As with McColl, Evans has strong opinions on the role banks and corporations should play in supporting schools and health and human services programs in addition to the arts.
He says the need for bank and corporate philanthropy is greater than ever before as the country struggles to recover from "the worst recession since the Great Depression."
At the same time, banks give much more than people realize. "I don’t think the public fully understands the role banks are playing in the community. Very little is said of the good they are doing. I am not sure that philanthropy (by banks) is a story that people want to hear, but it is a very important story," he says.
Evans says arts programs like Spoleto, which has helped transform Charleston into a major international tourist destination, "would not exist without the (philanthropic) help of banks." Wells Fargo, for example, sponsors the festival's jazz series and Bank of America supports the festival's popular chamber music series.

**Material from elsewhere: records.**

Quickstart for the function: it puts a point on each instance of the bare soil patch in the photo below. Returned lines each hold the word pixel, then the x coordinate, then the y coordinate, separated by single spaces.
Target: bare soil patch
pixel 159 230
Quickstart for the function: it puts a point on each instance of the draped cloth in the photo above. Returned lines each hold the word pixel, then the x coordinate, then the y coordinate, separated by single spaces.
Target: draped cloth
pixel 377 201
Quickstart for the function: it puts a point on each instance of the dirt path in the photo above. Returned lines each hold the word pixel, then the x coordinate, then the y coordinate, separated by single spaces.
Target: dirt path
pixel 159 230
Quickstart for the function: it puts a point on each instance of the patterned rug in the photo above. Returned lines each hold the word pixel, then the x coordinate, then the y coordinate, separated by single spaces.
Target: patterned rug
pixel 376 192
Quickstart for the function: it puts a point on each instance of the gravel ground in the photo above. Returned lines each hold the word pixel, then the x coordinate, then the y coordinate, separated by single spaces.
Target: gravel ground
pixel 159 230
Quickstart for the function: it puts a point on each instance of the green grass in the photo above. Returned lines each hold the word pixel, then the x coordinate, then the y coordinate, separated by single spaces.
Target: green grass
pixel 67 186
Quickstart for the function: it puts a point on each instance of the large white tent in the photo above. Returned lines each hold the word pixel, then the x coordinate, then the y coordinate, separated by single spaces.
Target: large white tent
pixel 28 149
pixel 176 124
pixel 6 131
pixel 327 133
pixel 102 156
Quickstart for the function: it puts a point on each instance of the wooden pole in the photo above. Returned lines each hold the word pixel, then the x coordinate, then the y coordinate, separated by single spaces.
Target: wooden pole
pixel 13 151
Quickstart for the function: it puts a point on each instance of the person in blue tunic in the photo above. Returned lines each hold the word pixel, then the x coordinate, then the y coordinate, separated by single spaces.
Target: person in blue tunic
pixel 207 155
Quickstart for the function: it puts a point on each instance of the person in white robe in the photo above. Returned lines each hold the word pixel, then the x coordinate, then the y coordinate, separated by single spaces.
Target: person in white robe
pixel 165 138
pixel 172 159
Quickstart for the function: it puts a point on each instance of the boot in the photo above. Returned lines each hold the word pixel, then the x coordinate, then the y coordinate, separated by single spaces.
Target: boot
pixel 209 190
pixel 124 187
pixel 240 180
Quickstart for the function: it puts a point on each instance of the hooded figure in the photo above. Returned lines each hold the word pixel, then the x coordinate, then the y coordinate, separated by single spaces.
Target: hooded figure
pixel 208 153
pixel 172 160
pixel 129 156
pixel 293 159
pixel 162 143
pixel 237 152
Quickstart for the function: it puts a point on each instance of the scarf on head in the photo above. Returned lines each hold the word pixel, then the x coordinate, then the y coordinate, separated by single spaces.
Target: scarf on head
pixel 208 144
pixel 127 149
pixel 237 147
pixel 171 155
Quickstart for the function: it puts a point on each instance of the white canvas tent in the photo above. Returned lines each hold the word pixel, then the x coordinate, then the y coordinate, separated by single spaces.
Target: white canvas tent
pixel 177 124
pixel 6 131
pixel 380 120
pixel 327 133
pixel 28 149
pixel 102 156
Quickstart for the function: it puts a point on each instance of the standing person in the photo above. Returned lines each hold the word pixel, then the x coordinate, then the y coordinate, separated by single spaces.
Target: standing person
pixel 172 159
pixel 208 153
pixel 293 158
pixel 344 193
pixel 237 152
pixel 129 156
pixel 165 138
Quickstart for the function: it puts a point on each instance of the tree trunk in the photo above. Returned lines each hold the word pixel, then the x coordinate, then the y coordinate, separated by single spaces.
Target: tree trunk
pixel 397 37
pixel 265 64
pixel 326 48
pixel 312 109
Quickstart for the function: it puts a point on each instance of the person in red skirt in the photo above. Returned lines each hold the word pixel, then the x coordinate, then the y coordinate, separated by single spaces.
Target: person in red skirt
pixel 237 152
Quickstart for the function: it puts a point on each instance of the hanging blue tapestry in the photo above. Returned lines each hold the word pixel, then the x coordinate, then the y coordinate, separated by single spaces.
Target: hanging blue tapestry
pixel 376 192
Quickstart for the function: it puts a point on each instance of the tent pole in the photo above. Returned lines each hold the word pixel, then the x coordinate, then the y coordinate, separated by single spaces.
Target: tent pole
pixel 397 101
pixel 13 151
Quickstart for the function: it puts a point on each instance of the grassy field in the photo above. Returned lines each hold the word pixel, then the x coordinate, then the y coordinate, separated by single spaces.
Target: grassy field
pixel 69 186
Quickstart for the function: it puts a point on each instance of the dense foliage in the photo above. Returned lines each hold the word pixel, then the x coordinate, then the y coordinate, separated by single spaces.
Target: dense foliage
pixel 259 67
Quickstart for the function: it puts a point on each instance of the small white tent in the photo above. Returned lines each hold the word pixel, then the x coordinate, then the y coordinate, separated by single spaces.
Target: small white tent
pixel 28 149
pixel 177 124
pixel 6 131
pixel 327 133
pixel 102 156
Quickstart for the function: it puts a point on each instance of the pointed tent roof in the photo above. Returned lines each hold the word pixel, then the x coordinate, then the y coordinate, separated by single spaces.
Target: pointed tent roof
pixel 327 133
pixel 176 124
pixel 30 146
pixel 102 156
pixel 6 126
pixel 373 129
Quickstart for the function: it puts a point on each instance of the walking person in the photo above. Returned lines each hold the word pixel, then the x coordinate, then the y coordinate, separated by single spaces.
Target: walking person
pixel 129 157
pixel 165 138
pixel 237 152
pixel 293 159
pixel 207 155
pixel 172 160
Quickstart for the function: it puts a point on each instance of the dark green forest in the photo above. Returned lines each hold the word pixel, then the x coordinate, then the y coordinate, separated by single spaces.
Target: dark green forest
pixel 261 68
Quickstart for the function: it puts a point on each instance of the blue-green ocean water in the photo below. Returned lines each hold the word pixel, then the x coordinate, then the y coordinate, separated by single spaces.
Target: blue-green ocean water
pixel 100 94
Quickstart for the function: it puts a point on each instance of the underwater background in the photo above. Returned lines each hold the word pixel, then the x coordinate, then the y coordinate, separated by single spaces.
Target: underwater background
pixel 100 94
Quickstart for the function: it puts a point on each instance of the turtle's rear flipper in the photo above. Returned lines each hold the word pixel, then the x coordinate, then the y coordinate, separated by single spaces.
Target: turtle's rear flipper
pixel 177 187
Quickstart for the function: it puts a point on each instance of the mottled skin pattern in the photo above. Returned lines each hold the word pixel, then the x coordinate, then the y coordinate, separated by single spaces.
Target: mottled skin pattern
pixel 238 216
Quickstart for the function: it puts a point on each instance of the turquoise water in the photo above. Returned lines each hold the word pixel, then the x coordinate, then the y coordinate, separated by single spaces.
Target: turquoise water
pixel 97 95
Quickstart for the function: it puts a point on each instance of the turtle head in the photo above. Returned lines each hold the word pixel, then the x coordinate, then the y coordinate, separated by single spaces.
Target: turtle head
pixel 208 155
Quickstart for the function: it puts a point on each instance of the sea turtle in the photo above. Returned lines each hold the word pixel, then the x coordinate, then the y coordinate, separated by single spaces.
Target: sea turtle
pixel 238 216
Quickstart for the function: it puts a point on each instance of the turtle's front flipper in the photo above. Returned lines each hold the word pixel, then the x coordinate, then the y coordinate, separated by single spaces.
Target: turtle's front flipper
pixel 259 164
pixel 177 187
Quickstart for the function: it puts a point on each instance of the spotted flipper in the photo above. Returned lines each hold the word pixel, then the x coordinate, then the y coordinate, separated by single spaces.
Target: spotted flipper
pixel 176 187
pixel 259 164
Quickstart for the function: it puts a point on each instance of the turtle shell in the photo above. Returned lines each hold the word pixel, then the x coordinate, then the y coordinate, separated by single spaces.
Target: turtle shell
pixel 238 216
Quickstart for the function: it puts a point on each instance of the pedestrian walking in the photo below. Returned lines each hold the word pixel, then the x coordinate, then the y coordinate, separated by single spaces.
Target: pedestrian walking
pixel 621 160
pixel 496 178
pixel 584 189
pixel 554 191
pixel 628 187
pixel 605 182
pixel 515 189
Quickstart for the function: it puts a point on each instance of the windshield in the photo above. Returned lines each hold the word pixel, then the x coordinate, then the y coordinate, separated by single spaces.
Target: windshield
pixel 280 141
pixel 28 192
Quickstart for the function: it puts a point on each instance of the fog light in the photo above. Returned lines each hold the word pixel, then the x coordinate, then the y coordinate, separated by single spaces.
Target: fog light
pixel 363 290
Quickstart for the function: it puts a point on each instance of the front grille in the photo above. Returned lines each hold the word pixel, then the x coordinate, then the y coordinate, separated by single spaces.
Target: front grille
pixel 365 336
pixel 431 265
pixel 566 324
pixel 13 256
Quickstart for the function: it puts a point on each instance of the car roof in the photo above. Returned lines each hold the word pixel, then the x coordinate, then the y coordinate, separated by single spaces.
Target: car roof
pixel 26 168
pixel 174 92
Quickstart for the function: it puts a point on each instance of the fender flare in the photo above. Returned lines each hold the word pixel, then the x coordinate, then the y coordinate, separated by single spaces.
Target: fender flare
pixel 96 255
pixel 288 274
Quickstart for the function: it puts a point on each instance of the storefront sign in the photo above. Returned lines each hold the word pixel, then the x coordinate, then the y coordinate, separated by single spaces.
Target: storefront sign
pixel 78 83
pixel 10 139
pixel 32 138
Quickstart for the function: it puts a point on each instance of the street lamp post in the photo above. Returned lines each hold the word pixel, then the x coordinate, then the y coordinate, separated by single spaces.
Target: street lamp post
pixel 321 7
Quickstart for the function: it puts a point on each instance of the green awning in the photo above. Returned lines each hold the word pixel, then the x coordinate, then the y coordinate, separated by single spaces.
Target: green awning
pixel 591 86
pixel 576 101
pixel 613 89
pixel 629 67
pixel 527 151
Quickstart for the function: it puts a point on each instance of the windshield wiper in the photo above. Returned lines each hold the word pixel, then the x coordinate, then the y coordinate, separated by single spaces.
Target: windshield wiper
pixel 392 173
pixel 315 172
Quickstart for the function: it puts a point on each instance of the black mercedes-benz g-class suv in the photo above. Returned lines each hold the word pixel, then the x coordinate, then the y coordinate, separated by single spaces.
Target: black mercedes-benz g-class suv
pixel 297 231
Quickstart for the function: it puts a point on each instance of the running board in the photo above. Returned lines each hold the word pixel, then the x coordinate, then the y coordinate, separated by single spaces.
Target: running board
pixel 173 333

"People lose sight of the fact that banks are at the forefront of supporting everything going on in the community. (This) is both practical and the right thing to do. This has always been a part of banking. What makes it difficult right now," he adds, "is the fact that the need has never been greater. In the arts, you have fewer people now who can contribute.” And in health and human services, "we have so many people who need help."
That said, this year Evans will be placing a special focus on Spoleto as it enters its 36th year: a drive to raise over $100 million to replace Charleston's 1970's era Gaillard Auditorium with a newer, grander, modern, major performing arts center.
"Spoleto is not just about selling tickets," says Evans. "It's also about introducing cutting-edge, unknown, or lesser known artists and art forms, which may represent major trends of tomorrow." The 2011 festival included avant-garde dance and theater productions and the 2012 season – which is being announced this month – includes the premiere of a new opera by a major contemporary composer and the return of the legendary Alvin Ailey American Dance Theatre performing for the festival's opening weekend.
Evans is quick to point out that programs such as Spoleto bring vibrancy to a region. This, he says, adds to quality of life. That, in turn, attracts additional employers. Thus, philanthropic seed funds given to arts organizations have the potential to grow into major economic drivers.
Evans adds that banks and corporate America need to support health and human services programs as well as the arts. "Both are important. You can't have a great community if you have one but don’t have the other."